У него снова начинала болеть голова, а суеверия Адама начинали утомлять.
— Этих, с маяка. Дин, пойми, я не просто так говорю, это очень серьезно, очень опасно! Моя семья долгие годы знает их, они могут казаться милыми и славными, но это не так! — он схватил Дина за руку своей маленькой, сухой ладошкой.
— Никого я не звал! Адам, я не знаю, что взбрело тебе в голову, но никто из них не заходил ко мне в гости. Хотя вот пару дней назад приглашал Эйдана выпить кофе, но он отказался и убежал. Ты доволен?
— Конечно, он тебе понравился, — Адам обиженно оттопырил губу. — Я так и думал!
— Ох, я тебя умоляю, прекрати! Я ему сильно не нравлюсь, это очевидно. Эйдан относится ко мне хуже всех вообще, всех, кого я знаю. Я честно пытался быть дружелюбным, но...
— Он спас тебя, так? Мог бы не делать этого, но спас. Думаю, ты здорово недооцениваешь себя и свою ценность, — невесело усмехнулся Адам.

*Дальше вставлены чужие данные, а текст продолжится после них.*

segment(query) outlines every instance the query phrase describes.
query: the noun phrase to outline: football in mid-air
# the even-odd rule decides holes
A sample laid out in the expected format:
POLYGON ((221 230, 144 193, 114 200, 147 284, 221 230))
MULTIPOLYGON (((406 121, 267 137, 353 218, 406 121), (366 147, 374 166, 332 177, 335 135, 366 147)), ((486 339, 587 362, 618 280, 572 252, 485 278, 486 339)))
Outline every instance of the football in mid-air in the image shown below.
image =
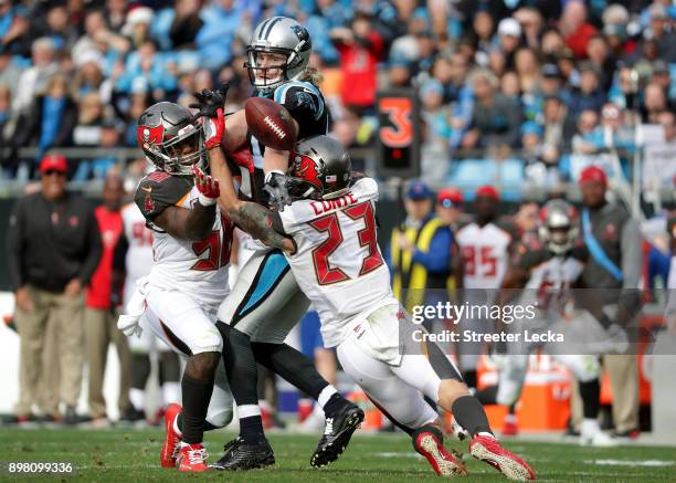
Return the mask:
POLYGON ((249 132, 273 149, 291 150, 296 143, 296 125, 286 107, 265 97, 251 97, 244 107, 249 132))

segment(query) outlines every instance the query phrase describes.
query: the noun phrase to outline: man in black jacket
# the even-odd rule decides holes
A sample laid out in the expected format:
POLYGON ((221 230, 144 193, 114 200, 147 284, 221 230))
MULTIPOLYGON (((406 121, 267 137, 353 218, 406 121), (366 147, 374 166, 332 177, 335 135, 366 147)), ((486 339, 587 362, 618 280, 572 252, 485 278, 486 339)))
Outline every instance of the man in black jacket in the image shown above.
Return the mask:
MULTIPOLYGON (((60 372, 66 423, 75 422, 84 347, 83 288, 96 270, 102 243, 92 207, 66 190, 66 171, 63 156, 45 156, 40 162, 41 191, 21 198, 10 218, 8 263, 21 337, 20 421, 31 416, 41 379, 51 379, 41 377, 49 332, 56 334, 59 359, 57 369, 49 370, 60 372)), ((56 416, 57 401, 41 409, 56 416)))

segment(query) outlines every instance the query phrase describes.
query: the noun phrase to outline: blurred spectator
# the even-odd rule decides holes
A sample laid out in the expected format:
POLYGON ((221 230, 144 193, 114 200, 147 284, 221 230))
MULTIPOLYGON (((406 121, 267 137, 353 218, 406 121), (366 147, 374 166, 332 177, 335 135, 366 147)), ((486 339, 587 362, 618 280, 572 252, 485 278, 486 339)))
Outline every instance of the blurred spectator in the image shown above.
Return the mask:
POLYGON ((150 39, 150 24, 155 19, 155 12, 148 7, 137 7, 127 12, 125 24, 120 33, 127 38, 130 49, 135 50, 150 39))
POLYGON ((666 62, 676 63, 676 33, 669 29, 669 17, 664 4, 655 2, 648 10, 649 29, 645 32, 643 44, 654 41, 657 55, 666 62))
POLYGON ((376 103, 377 64, 384 48, 373 30, 370 17, 358 12, 351 29, 336 28, 330 32, 340 53, 342 70, 342 103, 347 107, 369 111, 376 103))
POLYGON ((599 84, 599 71, 591 62, 580 65, 580 86, 570 95, 568 113, 574 119, 582 111, 596 113, 605 103, 605 93, 599 84))
POLYGON ((498 50, 505 59, 506 69, 514 69, 514 55, 521 41, 521 25, 516 20, 503 19, 498 24, 498 50))
POLYGON ((129 41, 108 29, 101 10, 87 12, 84 28, 85 34, 75 42, 71 51, 73 59, 80 59, 87 51, 105 53, 113 50, 117 53, 126 53, 129 50, 129 41))
POLYGON ((657 116, 667 109, 666 93, 654 82, 645 86, 641 118, 644 123, 657 124, 657 116))
MULTIPOLYGON (((20 401, 29 417, 36 402, 45 334, 57 326, 60 397, 65 422, 75 423, 82 385, 83 288, 101 258, 101 235, 88 202, 66 190, 67 164, 49 155, 40 162, 42 189, 20 198, 10 218, 8 261, 21 339, 20 401)), ((55 414, 57 407, 49 408, 55 414)))
POLYGON ((676 114, 670 111, 659 113, 657 120, 664 128, 664 140, 665 143, 676 144, 676 114))
POLYGON ((194 49, 194 38, 202 28, 198 0, 178 0, 173 8, 176 17, 171 22, 169 38, 175 49, 194 49))
POLYGON ((476 99, 463 147, 517 147, 521 125, 518 105, 497 92, 497 80, 488 71, 474 71, 469 83, 476 99))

— Адам, ну что за бред, — Дин постарался рассмеяться. — Скажи еще, что Эйдан превращается в коня, который хочет затащить меня в море и сожрать!
В гостиной повисла звенящая тишина. Адам посмотрел на него долгим, странным взглядом.
— Ну… ты это сказал, а не я.
Дин потряс головой и вышел в кухню. Швырнув сковородку на плиту, он старался выбросить из головы все сегодняшнее утро. Во всем виновато похмелье, разумеется. Все пройдет.
— Извини меня. Я не должен был накидываться на тебя, — тихо заговорил Адам за спиной. — Просто очень испугался, что ты… что с тобой может что-то случиться.
— Да ладно, забыли! Просто голова не прошла еще.
— Ой, давай вылечу! У меня классная методика, смотри, — радостный Адам подскочил к Дину и обхватил голову ладонями.
Вообще-то Дин скептически относился ко всяким наложениям рук и прочей альтернативной медицине, но сейчас ему всерьез казалось, что ладони Адама излучают тепло и мягкий свет.